Recognition of this monumental loss provides a certain poignancy to the combats in Werewolf - these guys aren't just tearing enemies' eyes out for the fun of it; they're doing it out of some deep need, inexpressible in words but fully revealed in action. Not only does the bottled-up sorrow and inability to turn back the clock need an outlet, but somebody's gotta pay for the loss. Knowing the cause of the Garou's combative ways does not necessarily lead us to condone such actions, but it does help us to understand the Garou.

Playing up this emotional level can be cathartic in many ways. Sometimes, the pain of our own lives needs expression in fantasy form, as does the anger arising from that pain. Don't get carried away here, using it as an excuse to practice beating up tormentors and bullies thinly disguised as Wyrm creatures. If done well, with a careful eye to drama and plot, a Werewolf chronicle can serve as a purgative for unspoken ills, in the same way that great works of literature can. While the content of a Werewolf game - big, hairy guys running around growling - may never rise to the accepted heights of literary quality, its level of interactivity provides something more visceral by far.

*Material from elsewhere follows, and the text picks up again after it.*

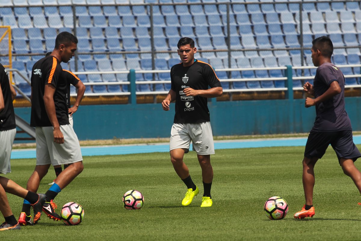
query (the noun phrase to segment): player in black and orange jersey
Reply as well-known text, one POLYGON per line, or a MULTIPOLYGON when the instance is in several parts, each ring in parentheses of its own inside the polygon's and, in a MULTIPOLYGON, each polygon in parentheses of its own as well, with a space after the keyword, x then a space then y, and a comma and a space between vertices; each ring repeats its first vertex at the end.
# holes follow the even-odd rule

If there were no hope at all, however, what would be the use of such artistic musings? To show that we're all doomed? How fun and enlightening that would be.

Beyond the sorrow and misery and anger there is hope, a chance that things can be again as they once were, that the seeds of victory lie deep in the soil of Gaia, waiting through the desolate winter to sprout forth anew and usher in Spring. The Great Mystery is the frailty of existence (even for Garou) and the long-enduring bonds forged in the oh-so-brief time afforded a life. The feat is to survive sorrow and put aside mourning for what is not yet fully lost. To fail in this task is to invite Harano, winter unending.

This is the true fight of the Garou: to cling steadfast to the goal and not the losses. To honor the dead and cherish the children to come. To see the cycle of the seasons through and usher in a new year.

(This is taken from the 5-point Flaw available to Silver Fangs)

Garou of any tribe may suffer from the dread associated with Harano, but Silver Fangs are particularly noted for carrying this great weight. Harano is an inexplicable gloom and inexpressible longing for unnameable things; some say it is caused by contemplation of Gaia's suffering. Garou who suffer from Harano are prone to depression, lassitude and sudden mood swings. They may not act at all or may explode into intense but ill-advised activity.

A character suffering from Harano must make a Willpower roll each scene; if the roll fails, the Garou plunges into Harano. While a Silver Fang suffers from Harano, his perceptions are distorted, and all Dice Pools are reduced by one. If the Willpower roll botches, the character acquires a temporary Derangement.

Those who suffer from Harano may also have moments of lucidity with the expenditure of a Willpower point. This lifts the gloom for as many hours as a character has permanent Willpower. Harano may also be dispelled with some Gifts. Harano is not necessarily permanent - extraordinary Silver Fangs may free themselves from its grip after exceptional travails.

Some Garou believe that the Silver Fangs' burden of Harano is greater than others' because the Fangs in some way did more to cause Gaia's suffering than did the other tribes. Proposing such a theory is enough to provoke a violent response from some Fangs; most are wise enough to keep silent on this matter.